I am looking to switch to windon leaders for trolling and was wondering what others recommend. I want the setup to be diverse enough for yft, marlin, mahi, etc. We are planning a trip out to independence hub for memorial day weekend and want to be prepared for everything from mahi to large blues. We have 30s, 50s, and 80s with 30lb, 50lb, and 80lb, mono topshots. I was thinking about the following:

10ft double line
20ft 250lb windon
300lb ball bearing swivel
10ft 250lb-400lb leader

Thoughts?


----------



## Chris V (Oct 18, 2007)

If you want to stay IGFA compliant, you'll need to change the lengths a bit. A long fight with a fish WILL stretch lines and leaders and will put the above-described leader setup above the current 40ft max for double line/leader total.

First off, make sure you have a purpose to the wind-on leader. Wind-ons are generally used for two reasons:
1) For adding max pressure on a big fish close to the boat after a couple turns of it are on the reel
2) To help eliminate the need for a wireman it at least make it a one/two wrap and done procedure.

The double line in the system is only there for the loop to loop attachment to your W/O, so a long length is obsolete. I'd keep it around 2ft total or even a little shorter. In the IGFA rule book, it states that a single component of your leader system cannot exceed 30ft. Most store bought W/Os are 25-30ft. Figure in a 10% stretch and cut them accordingly to keep you safe should you want to tournament fish. You can then make your trace leader whichever length you prefer, but bear in mind that with a shorter trace and a batshit-crazy blue marlin, your swivel has the possibility of becoming wrapped on the fish and therefore no longer serving its function. Even a modest sized blue marlin can span over 10' so I would suggest keeping your trace a minimum of 12' to keep the swivel free and clear.

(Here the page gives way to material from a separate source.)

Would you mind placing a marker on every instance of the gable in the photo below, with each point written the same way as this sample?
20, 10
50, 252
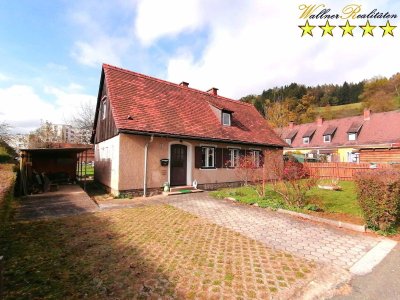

If it were me and those were my rods, I'd set up like this:
- 100lb wind ons on the 30s
- 200lb wind ons on the 50s
- 250-300lb wind ons on the 80s

I'd use 2ft double lines, 20ft W/Os and 12ft traces. If you plan on live baiting marlin, I'd keep two of the 80s without W/Os and just go for a straight 20-25ft leader.

Just my two cents.....


----------



## Sequoiha (Sep 28, 2007)

Dang Chris, great response,, its good to know there are people on this forum that know their shit,,, thanks for sharing..


----------



## blakeb (Aug 10, 2009)

Most of the responses on this forum from Chris (and a few others) are pure gold. I have learned a ton from reading his comments. Thanks again Chris!


----------



## Chris V (Oct 18, 2007)

It's what I love guys. Good luck!


----------



## Scruggspc (Mar 20, 2013)

blakeb said:


> Most of the responses on this forum from Chris (and a few others) are pure gold. I have learned a ton from reading his comments. Thanks again Chris!


I agree Chris knows his stuff. My dad told me not long ago when I was aquiring about some different techniques offshore he said if you want to anything about anything in the Gulf of Mexico call Chris at SAMs. Not only does he know his stuff he is a super nice guy to talk to.


----------